Safety data indicates 39,339 people lost their lives in transportation accidents in 2016 compared to 37,309 who died in 2015, with highway fatalities accounting for 95% of all transportation fatalities last year.
Some 2,030 more people died in transportation accidents in 2016 compared to 2015 – including 57 more medium- and heavy-duty truck drivers, according to NTSB’s numbers.
In 2016, 722 medium- and heavy-duty truck drivers were killed on the job, up from 665 back in 2015, the agency said.
"Unfortunately, we continue to see increases in transportation fatalities," noted Robert Sumwalt, NTSB’s chairman. "We can do more – we must do more – to eliminate the completely preventable accidents that claim so many lives each year.”
He added that the implementation of the 315 “open safety recommendations” associated with the NTSB’s Most Wanted List of Transportation Safety Improvements has the greatest potential to reverse what Sumwalt described as an “alarming trend” in terms of rising transportation-related deaths.
Many of those recommendations directly impact trucking, especially where collision mitigation technology is concerned.
The NTSB also detailed transportation fatality statistics for 2016 by sector:
- S. roadway deaths increased from 35,485 in 2015 to 37,461 in 2016. Fatalities in passenger vehicles were up from 12,761 in 2015 to 13,412 in 2016.
- Railroad deaths increased from 708 to 733.
- Marine deaths increased in 2016, from 688 to 730. Recreational boating accounted for nearly 96% of those 730 marine fatalities.

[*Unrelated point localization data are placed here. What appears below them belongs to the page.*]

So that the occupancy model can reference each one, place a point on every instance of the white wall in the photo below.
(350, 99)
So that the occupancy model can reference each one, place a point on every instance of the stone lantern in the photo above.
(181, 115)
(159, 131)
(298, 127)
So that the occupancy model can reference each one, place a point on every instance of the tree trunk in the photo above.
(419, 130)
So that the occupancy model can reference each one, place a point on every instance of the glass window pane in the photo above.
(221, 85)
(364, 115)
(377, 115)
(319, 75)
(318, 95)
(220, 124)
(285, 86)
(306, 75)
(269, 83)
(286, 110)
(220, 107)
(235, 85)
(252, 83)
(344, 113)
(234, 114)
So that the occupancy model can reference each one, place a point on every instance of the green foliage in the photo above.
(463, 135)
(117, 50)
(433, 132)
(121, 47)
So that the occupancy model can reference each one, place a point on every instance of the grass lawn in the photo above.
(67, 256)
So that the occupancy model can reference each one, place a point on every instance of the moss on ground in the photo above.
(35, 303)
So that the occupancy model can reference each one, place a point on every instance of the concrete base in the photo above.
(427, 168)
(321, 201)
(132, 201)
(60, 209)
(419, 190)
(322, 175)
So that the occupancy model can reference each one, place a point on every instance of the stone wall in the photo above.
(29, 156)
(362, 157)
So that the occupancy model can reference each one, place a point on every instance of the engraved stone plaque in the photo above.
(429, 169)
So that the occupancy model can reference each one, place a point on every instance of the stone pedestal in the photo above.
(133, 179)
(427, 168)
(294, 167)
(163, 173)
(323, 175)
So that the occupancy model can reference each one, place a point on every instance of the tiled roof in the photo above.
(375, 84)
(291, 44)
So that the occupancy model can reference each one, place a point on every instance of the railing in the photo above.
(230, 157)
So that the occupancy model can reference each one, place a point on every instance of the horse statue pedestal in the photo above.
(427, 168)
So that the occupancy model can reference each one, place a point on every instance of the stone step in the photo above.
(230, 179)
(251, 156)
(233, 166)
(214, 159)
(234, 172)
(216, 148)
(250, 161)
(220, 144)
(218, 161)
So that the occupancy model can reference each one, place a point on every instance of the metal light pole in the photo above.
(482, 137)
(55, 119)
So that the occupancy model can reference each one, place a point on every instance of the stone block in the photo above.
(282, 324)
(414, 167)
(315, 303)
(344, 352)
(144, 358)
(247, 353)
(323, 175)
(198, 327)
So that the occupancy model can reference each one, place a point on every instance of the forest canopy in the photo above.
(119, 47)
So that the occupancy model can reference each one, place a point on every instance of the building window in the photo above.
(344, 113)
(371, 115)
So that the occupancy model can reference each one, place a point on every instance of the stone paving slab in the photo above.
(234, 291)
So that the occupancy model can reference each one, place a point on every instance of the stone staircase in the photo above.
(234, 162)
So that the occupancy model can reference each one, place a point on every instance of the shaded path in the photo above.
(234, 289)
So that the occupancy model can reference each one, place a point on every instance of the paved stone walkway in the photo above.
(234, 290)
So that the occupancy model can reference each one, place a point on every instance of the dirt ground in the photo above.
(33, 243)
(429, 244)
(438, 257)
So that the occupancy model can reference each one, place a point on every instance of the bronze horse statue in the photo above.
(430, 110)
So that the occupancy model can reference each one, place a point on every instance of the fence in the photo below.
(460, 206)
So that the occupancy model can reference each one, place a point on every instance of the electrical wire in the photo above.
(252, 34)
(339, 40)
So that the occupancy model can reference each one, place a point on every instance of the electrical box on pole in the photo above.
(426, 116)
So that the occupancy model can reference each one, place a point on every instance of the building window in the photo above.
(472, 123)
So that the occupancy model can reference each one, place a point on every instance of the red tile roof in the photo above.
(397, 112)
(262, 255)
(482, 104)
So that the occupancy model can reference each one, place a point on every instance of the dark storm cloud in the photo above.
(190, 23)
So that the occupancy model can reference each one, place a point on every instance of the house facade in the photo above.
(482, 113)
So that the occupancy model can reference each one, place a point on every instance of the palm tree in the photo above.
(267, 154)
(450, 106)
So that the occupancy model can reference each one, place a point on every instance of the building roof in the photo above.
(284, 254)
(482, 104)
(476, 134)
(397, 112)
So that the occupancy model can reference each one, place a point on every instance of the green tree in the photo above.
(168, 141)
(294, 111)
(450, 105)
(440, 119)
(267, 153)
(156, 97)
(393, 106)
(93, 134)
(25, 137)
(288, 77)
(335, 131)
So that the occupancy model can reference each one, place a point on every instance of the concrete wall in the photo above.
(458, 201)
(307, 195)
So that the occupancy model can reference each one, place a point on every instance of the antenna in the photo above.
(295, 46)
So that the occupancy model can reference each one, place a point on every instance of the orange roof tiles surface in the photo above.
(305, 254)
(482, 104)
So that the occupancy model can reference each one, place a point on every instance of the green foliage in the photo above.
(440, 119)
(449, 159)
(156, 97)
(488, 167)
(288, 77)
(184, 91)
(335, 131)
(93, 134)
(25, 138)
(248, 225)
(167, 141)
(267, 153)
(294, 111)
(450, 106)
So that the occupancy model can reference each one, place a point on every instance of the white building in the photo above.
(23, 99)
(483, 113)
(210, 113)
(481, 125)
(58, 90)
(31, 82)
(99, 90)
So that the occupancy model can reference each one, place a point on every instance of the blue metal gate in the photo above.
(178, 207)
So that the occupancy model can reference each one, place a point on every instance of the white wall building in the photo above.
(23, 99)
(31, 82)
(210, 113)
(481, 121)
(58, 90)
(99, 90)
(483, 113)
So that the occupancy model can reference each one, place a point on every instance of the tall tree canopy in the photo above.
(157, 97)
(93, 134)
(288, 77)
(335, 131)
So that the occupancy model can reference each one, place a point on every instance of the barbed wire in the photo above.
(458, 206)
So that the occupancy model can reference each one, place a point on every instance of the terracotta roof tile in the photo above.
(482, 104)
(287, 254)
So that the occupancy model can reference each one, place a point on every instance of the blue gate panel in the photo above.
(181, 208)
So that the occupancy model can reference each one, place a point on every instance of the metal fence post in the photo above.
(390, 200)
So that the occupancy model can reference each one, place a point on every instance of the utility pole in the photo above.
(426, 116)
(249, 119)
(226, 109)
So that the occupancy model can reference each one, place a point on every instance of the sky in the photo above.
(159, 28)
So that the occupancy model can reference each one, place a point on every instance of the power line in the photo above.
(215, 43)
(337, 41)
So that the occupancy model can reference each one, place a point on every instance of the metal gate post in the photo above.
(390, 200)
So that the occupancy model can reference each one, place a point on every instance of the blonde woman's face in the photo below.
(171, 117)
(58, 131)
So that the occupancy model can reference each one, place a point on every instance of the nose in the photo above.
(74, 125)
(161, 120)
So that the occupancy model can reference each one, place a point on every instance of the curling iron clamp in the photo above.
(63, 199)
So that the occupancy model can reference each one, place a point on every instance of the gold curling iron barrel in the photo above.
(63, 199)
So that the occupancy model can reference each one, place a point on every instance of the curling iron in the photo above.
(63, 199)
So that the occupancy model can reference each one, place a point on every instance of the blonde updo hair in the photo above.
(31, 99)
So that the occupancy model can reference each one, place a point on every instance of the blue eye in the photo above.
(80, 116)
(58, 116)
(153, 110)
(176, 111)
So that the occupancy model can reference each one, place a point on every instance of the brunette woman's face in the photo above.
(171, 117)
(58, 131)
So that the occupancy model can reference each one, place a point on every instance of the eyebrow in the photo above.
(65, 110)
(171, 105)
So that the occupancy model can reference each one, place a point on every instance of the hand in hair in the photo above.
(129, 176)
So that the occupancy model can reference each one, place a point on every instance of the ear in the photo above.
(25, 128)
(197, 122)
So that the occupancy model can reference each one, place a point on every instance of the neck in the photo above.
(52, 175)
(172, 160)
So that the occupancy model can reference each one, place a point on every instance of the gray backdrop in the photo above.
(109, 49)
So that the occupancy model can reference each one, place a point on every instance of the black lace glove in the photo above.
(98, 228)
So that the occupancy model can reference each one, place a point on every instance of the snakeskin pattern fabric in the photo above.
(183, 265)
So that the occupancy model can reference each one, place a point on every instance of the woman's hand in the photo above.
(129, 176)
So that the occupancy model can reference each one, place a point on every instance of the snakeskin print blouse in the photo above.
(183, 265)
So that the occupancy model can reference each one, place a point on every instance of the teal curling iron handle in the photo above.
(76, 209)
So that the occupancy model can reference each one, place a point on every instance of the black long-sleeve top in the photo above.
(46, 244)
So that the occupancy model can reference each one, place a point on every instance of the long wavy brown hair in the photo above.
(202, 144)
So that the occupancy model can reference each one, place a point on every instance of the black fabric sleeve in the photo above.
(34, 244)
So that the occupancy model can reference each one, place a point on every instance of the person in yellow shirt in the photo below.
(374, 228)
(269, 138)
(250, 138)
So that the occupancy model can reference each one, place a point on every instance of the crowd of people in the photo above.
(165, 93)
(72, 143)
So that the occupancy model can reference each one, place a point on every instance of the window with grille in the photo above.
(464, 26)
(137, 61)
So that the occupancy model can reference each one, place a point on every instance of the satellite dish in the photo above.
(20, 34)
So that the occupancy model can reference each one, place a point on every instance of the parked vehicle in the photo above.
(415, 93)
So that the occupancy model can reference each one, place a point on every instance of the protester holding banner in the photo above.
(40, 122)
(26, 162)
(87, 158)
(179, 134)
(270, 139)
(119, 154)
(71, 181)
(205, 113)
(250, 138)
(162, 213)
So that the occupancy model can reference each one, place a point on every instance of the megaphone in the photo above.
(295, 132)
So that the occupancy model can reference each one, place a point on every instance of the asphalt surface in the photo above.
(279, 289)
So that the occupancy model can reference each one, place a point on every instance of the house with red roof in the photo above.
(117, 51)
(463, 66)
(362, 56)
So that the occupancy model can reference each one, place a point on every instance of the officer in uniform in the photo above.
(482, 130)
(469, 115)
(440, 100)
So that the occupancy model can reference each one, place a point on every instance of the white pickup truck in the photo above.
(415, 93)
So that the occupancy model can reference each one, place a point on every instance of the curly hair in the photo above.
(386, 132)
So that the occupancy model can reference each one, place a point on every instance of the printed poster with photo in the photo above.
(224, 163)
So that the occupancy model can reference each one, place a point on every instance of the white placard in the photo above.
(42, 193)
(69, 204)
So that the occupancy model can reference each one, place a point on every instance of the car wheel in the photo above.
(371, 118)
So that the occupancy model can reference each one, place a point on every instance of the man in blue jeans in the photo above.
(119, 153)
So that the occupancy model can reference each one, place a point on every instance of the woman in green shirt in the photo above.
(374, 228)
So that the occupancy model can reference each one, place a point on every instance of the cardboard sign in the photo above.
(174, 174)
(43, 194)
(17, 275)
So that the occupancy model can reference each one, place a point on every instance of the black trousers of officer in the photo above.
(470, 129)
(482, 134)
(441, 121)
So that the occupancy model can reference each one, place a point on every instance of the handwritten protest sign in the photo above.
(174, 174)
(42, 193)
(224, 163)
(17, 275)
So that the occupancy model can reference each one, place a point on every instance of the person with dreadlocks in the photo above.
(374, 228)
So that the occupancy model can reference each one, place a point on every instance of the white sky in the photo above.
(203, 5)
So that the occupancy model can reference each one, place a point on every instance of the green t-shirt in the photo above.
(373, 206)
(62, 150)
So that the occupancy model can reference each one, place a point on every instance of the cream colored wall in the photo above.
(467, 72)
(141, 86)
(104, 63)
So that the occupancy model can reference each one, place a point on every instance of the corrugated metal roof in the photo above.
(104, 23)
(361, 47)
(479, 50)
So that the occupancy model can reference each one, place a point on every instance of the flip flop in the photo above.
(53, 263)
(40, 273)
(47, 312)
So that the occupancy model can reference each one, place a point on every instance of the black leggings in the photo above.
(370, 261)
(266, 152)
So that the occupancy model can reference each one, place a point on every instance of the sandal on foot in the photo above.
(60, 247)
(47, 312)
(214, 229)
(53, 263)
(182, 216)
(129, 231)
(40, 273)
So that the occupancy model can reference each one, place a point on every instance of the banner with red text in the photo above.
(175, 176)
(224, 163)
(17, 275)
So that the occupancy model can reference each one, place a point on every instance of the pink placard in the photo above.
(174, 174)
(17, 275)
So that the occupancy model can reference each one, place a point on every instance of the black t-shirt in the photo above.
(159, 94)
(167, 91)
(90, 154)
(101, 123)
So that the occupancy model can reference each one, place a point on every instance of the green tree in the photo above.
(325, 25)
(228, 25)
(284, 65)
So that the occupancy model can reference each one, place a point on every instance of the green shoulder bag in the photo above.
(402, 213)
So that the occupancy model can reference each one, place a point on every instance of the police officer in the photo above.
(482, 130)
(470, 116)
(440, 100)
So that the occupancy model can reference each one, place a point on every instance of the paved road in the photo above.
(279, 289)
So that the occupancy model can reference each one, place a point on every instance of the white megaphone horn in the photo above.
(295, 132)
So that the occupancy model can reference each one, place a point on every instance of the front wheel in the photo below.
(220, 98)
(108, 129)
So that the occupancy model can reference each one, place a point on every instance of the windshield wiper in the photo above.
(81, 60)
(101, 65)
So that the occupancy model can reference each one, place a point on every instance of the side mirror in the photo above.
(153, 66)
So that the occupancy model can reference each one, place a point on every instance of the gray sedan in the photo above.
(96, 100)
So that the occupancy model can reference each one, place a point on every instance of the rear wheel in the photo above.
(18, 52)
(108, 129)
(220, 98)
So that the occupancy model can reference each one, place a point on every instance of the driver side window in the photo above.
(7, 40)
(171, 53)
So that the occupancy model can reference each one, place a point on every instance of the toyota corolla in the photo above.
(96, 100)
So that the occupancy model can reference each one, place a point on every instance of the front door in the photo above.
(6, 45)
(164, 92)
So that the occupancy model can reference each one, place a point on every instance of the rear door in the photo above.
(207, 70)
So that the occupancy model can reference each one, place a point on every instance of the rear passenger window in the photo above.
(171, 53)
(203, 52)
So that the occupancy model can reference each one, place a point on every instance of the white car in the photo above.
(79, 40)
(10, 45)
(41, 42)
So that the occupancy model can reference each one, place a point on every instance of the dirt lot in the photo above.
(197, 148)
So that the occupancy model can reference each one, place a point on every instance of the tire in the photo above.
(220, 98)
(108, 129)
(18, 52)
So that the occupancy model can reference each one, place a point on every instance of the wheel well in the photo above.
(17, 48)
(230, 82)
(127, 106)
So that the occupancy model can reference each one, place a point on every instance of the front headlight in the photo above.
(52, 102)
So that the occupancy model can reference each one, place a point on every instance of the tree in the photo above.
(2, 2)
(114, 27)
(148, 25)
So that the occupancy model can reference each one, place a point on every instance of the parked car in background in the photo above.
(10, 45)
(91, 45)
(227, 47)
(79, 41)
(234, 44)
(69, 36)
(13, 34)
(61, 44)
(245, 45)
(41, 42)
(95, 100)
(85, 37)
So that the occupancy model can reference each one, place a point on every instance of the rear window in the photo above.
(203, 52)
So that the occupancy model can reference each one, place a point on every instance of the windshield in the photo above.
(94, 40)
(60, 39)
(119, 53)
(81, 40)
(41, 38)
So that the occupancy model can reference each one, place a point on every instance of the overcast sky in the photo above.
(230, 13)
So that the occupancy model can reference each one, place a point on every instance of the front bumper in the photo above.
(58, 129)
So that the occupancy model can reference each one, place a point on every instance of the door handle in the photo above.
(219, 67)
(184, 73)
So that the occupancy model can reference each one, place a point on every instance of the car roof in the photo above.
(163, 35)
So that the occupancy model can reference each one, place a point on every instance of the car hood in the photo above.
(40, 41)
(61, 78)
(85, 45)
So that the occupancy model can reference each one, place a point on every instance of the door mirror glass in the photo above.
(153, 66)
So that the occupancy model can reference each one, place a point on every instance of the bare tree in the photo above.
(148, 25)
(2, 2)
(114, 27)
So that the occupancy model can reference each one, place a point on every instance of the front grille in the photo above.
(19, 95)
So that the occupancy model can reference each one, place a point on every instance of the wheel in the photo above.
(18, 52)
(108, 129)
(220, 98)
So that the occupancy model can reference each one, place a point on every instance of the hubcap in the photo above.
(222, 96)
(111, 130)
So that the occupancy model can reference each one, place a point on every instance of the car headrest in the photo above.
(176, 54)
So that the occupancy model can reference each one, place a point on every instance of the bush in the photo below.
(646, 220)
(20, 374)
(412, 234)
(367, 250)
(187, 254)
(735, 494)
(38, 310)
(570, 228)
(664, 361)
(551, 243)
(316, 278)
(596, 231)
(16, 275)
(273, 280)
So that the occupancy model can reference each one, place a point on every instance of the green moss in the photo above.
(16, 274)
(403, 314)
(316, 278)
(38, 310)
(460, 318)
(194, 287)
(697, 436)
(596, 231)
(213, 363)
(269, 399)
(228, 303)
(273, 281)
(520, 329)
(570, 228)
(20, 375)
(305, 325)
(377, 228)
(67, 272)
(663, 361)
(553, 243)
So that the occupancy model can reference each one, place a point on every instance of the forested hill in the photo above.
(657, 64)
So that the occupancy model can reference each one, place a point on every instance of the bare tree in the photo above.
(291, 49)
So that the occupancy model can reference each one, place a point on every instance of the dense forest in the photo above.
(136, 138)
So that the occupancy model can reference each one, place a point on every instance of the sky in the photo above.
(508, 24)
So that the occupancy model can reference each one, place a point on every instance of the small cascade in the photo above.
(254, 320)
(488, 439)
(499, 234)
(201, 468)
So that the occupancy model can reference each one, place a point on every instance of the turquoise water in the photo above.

- Aviation deaths decreased slightly from 416 in 2015 to 412 in 2016. Nearly 94% of aviation fatalities occurred in general aviation accidents.
- Air taxi fatalities decreased from 27 in 2015 to 19 in 2016.
Preliminary aviation accident statistics also highlighted an overall decline in the number of U.S. registered civil aviation accidents.
Most notably, the number of fatal general aviation accidents decreased to 213 in 2016, resulting in the fatal accident rate dropping below one fatal accident per 100,000 flight hours for the first time in 50 years, NTSB added.